Monday, 19 December 2011

Rupert Murdoch 'steaming' over Dowler evidence

Rupert Murdoch's biographer Michael Wolff has tweeted about the News Corp chief's reaction to the revelations by police that News of the World journalists are unlikely to have deleted the voicemails on Milly Dowler's mobile which gave false hope that she was still alive.

According to Wolff (who appears to have mixed up voicemails with emails) on Twitter: "Rupert steaming (some more) about #NOTW closure--feels the deletion of the emails was most damaging. Without that, NOTW could have survived."

Meanwhile, the spat between the Guardian and the Independent's media columnist Stephen Glover over its article in July about the hacking of Milly Dowler's voicemails is continuing.

Last week Nick Davies wrote to the Independent disputing comments made by Glover about the article.

Today Glover writes: "What the article might reasonably have said was that the paper had hacked into Milly's phone, adding that it was also alleged it might have been responsible for the deletion of voicemails. In other words, it went further than it should have. A very good story was overegged.
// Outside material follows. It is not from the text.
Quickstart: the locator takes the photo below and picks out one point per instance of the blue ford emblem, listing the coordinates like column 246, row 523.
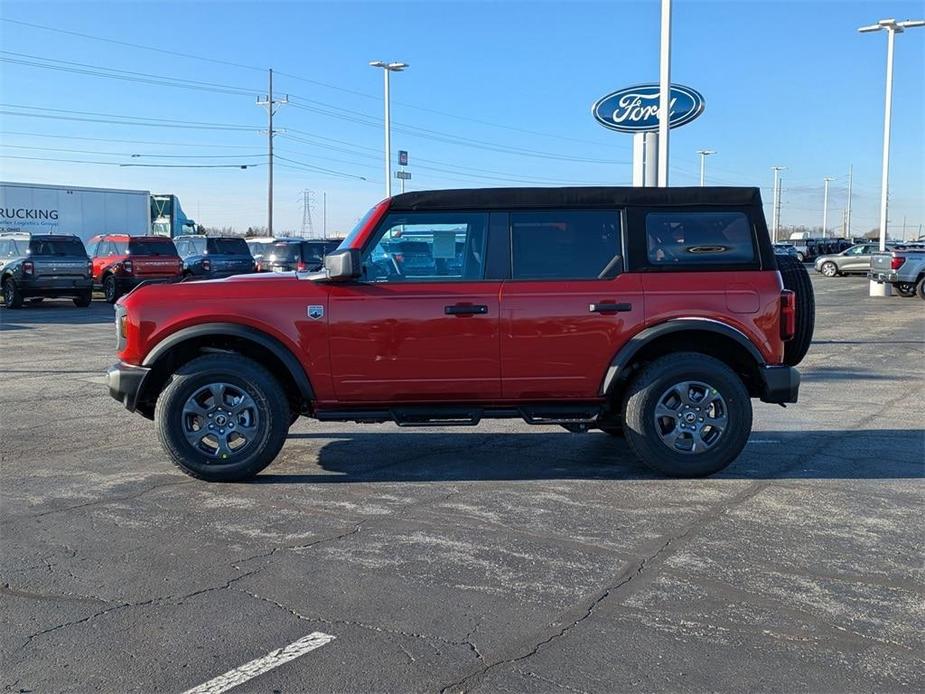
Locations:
column 635, row 109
And, as a result, politicians, journalists and others cottoned on to the shocking, but untrue, revelation that the Sunday red-top had given the Dowlers the unfounded hope that their daughter was still alive...I am sorry Mr Davies will not admit fault. He deserves a great deal of praise for often single-handedly pursuing the phone-hacking story. Without him we would know only a fraction of the News of the World's misdemeanours.

"Nonetheless, he represented as fact an allegation which we now know – and which he should openly concede – to have been wrong."

Press Gazette is reporting that Richard Caseby, managing editor of the Sun, wrote to the Guardian's editor, Alan Rusbridger, and its readers' editor, Chris Elliott, on Friday asking for corrections in print and on the paper's website of 26 articles published since the July story about Milly Dowler.

The Guardian is making a formal representation to the Leveson Inquiry about the Milly Dowler story.
  • Pic: James and Rupert Murdoch appearing before the culture select committee last July in the wake of the phone hacking scandal. Murdoch senior described it as "the most humble day of my life".